Abstract

Chitosan immobilized bone meal (CIBM) was prepared as a biosorbent and Victoria Blue R (VBR) textile dyestuff was removed from wastewater using CIBM via biosorption. For this purpose; the effect of pH, contact time, ionic strength, temperature, biosorbent amount, and initial sorbate concentration were studied in the batch system. The specific surface area, surface morphology and functional groups of CIBM were characterized using BET, SEM and FTIR techniques.
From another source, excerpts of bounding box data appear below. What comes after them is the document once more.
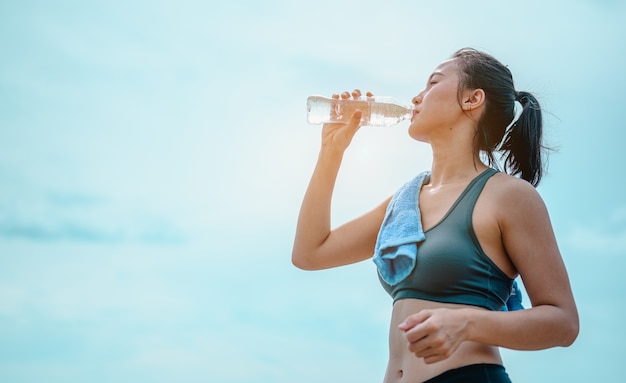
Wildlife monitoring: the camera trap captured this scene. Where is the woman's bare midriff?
[384,299,502,383]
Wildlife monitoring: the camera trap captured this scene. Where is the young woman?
[292,48,579,383]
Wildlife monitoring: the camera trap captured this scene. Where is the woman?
[292,48,579,383]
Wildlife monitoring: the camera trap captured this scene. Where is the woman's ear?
[463,89,485,111]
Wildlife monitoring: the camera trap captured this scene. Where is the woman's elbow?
[561,310,580,347]
[563,316,580,347]
[291,250,315,270]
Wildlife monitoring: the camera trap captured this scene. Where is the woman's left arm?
[466,178,579,350]
[399,177,579,363]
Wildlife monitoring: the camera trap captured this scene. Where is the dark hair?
[452,48,544,186]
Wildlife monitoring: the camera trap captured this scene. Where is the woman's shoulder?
[485,172,543,210]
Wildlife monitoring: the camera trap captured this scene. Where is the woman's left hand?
[398,309,467,364]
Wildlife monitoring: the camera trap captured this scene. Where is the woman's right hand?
[322,89,374,152]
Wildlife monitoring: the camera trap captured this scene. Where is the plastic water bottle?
[307,96,413,126]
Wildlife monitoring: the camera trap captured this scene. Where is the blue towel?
[372,171,524,311]
[373,171,430,286]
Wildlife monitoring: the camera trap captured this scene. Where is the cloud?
[0,188,185,245]
[562,206,626,256]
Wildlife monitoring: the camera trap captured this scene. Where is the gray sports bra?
[379,168,513,311]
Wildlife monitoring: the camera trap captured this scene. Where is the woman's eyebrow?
[428,71,444,82]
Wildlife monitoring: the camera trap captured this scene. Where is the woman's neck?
[429,141,487,186]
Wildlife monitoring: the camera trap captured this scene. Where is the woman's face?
[409,60,463,142]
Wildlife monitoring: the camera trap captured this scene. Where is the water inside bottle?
[307,96,411,126]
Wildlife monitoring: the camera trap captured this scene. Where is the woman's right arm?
[292,106,389,270]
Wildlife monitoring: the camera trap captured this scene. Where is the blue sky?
[0,0,626,383]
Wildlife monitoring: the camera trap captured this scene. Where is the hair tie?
[504,100,524,132]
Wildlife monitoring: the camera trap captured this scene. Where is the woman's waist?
[386,299,502,383]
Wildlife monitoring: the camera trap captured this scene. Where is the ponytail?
[499,92,544,187]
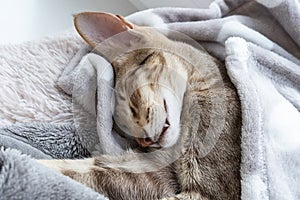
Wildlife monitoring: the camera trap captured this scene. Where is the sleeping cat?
[38,12,241,200]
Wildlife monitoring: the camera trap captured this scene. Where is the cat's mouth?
[136,118,171,148]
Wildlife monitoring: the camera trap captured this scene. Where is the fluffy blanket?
[128,0,300,200]
[0,0,300,200]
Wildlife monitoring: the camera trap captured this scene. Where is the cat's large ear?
[74,12,134,48]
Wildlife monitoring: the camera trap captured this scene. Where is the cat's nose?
[137,137,155,148]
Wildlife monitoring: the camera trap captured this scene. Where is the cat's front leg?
[36,158,95,173]
[161,192,209,200]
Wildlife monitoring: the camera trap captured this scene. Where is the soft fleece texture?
[128,0,300,200]
[0,0,300,200]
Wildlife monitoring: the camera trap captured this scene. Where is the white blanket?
[128,0,300,200]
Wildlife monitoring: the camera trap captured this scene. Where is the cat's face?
[113,49,186,148]
[75,13,187,148]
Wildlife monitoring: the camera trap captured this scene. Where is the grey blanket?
[0,0,300,200]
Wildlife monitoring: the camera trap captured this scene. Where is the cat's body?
[40,13,241,200]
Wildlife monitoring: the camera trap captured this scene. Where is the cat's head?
[75,12,187,148]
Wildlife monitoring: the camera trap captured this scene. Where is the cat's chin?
[150,127,180,148]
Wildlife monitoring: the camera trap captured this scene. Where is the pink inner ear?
[74,12,132,47]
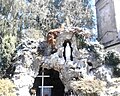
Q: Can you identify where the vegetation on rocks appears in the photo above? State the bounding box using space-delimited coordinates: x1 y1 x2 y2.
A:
0 79 16 96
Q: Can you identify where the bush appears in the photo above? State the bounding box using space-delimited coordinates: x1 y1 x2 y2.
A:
71 79 105 96
0 79 16 96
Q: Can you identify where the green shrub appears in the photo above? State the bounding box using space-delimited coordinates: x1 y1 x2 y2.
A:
105 51 120 67
0 79 16 96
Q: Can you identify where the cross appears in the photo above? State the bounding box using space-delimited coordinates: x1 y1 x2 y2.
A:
37 68 53 96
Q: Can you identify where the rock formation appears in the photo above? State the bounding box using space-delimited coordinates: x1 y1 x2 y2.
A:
12 27 120 96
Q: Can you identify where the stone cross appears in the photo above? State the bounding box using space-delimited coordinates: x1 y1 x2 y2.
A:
37 68 53 96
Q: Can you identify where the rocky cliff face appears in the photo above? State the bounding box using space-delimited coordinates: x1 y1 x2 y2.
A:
12 28 120 96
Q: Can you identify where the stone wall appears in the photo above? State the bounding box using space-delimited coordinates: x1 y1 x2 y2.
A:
96 0 118 46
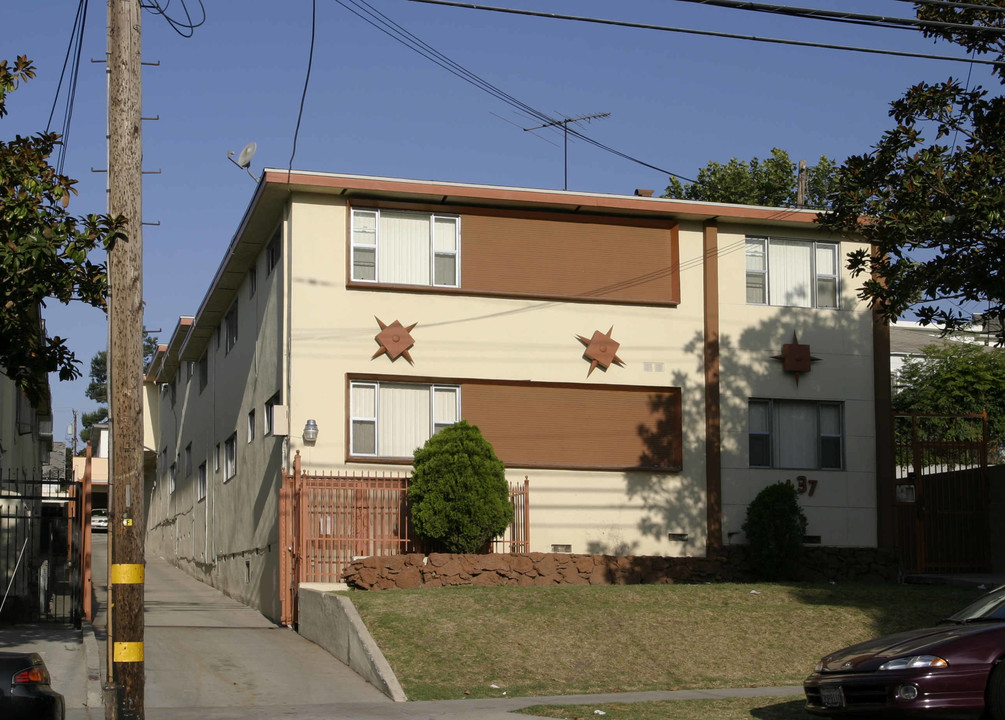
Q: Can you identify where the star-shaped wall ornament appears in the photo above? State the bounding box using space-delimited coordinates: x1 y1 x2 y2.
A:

In the preliminary biosorption studies with pure bone meal, the removal yield of VBR from solutions of 25 mg/L VBR prepared in pure water was found to be 40.32%, while after modification with chitosan, a removal yield of 98.69% was achieved. As a result, it was observed that the biosorption efficiency increased significantly via modification. The biosorption equilibrium was set at the original pH of the dye with a biosorbent amount of 3.00 g/L in 15 min., which are the optimum adsorption parameters of the batch biosorption process. The removal of VBR from real wastewater was investigated, and the efficiency was found to be 90.40%. Biosorption-desorption cycle was investigated for 11 cycles, and CIBM almost maintained its biosorption capacity until the ninth cycle. Kinetic, isotherm and thermodynamic models were used to analyze the data obtained from the experiments. As kinetic models, pseudo-first-order (PFO) and pseudo-second-order (PSO) kinetic models were used along with the intraparticle diffusion model. For isotherm models, Langmuir, Freundlich, and Dubinin–Radushkevich (D-R) models were employed. It was determined that the experimental biosorption data obey the second-order kinetic model.

摘要

制备壳聚糖固定骨粉 (CIBM) 作为生物吸附剂，并使用 CIBM 通过生物吸附从废水中去除维多利亚蓝 R (VBR) 纺织染料。以此目的; 在批处理系统中研究了 pH、接触时间、离子强度、温度、生物吸附剂用量和初始山梨酸盐浓度的影响。采用 BET、SEM 和 FTIR 技术对 CIBM 的比表面积、表面形貌和官能团进行了表征。在纯骨粉的初步生物吸附研究中，发现在纯水中制备的 25 mg/L VBR 溶液中 VBR 的去除率为 40.32%，而经壳聚糖改性后，去除率为 98.69%。结果，观察到生物吸附效率通过改性显着提高。生物吸附平衡设定在染料的原始 pH 值，生物吸附量为 3.00 g/L 在 15 分钟内，这是批量生物吸附过程的最佳吸附参数。对实际废水中VBR的去除进行了研究，发现效率为90.40%。研究了 11 个循环的生物吸附-解吸循环，CIBM 几乎保持其生物吸附能力直到第 9 个循环。动力学、等温线和热力学模型用于分析从实验获得的数据。作为动力学模型，伪一级（PFO）和伪二级（PSO）动力学模型与粒子内扩散模型一起使用。对于等温线模型，采用 Langmuir、Freundlich 和 Dubinin-Radushkevich (DR) 模型。